Muitos anos de cursinho

O que fazer quando um ano de cursinho não foi suficiente para passar no vestibular? Conheça a história de três jovens que enfrentaram essa maratona mais de uma vez

Por Livia Di Bartolomeo

A disputa por uma vaga nas faculdades faz com que muitos estudantes entrem em cursinhos pré-vestibulares para ficarem mais preparados para as provas. Mas o que acontece quando estudar um ano a mais não é suficiente? Tem gente que não pensa duas vezes e faz dois, três, quarto e até cinco anos de cursinho para conseguir a vaga tão sonhada.

Thiago Aguiar, 23 anos, é um exemplo. Ele queria medicina, mas não passou em nenhuma prova quando se formou no ensino médio. E lá foi ele fazer um ano de cursinho. “Eu sabia que era difícil passar logo de cara, mas acreditava que um ano seria suficiente”, afirma. Infelizmente, ele não foi aprovado e teve que repetir a dose no ano seguinte e no outro também. “Foram três anos tentando, estudava muito, mas eu não passava”, lembra. Para Thiago esse período não foi um tempo perdido, pois foi essencial para que repensasse a sua escolha profissional. “Sempre quis ajudar as pessoas, por isso tinha escolhido medicina. Mas aí percebi que poderia ajudar os outros cursando direito”, diz. A decisão foi tomada logo após a terceira tentativa e como todos os vestibulares já tinham passado, Thiago teve que fazer mais cursinho mais uma vez para passar no novo curso. O esforço compensou: foi aprovado e hoje está no segundo ano de direito na PUC-SP e estagia em um escritório de advocacia.

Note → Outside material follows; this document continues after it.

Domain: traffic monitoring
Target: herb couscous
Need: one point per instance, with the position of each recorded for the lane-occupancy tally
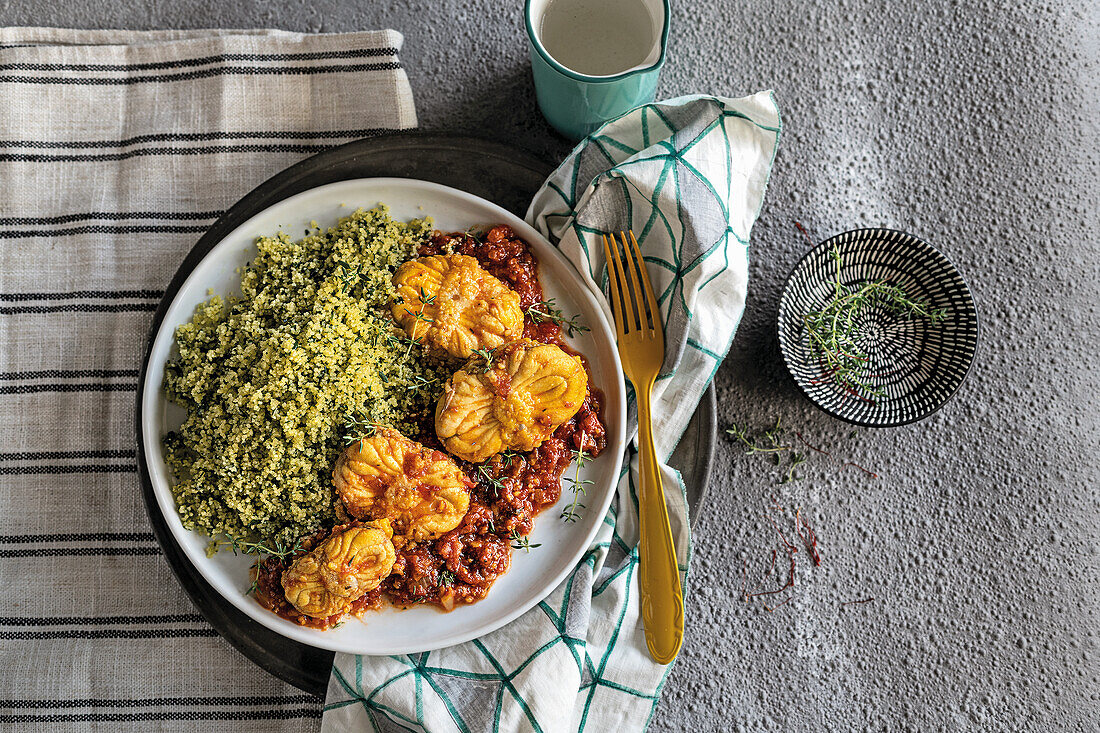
(277, 380)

Diferente de Thiago, Rodolfo Marano, 28 anos, se interessou por odontologia por causa do pai que é ortodontista. Para perseguir seu sonho, fez dois anos do mesmo cursinho para entrar na faculdade. Rodolfo lembra que a primeira vez que prestou para a USP foi no dia seguinte do show de uma banda que ele gostava muito. “Fui direto do show e não passei. Aí me matriculei no cursinho, fiz o primeiro ano na zueira e não passei de novo”, diz. Na segunda tentativa, Rodolfo estudou muito, ia para a aula de manhã e ficava no cursinho até às 20hs estudando. “Até então eu só tinha prestado USP, mas dessa vez eu prestei também a Unesp e Unicamp e passei em todas.” No meio de tantas opções,  escolheu a USP. “Foi por causa do reconhecimento e também porque eu moro em São Paulo”, justifica.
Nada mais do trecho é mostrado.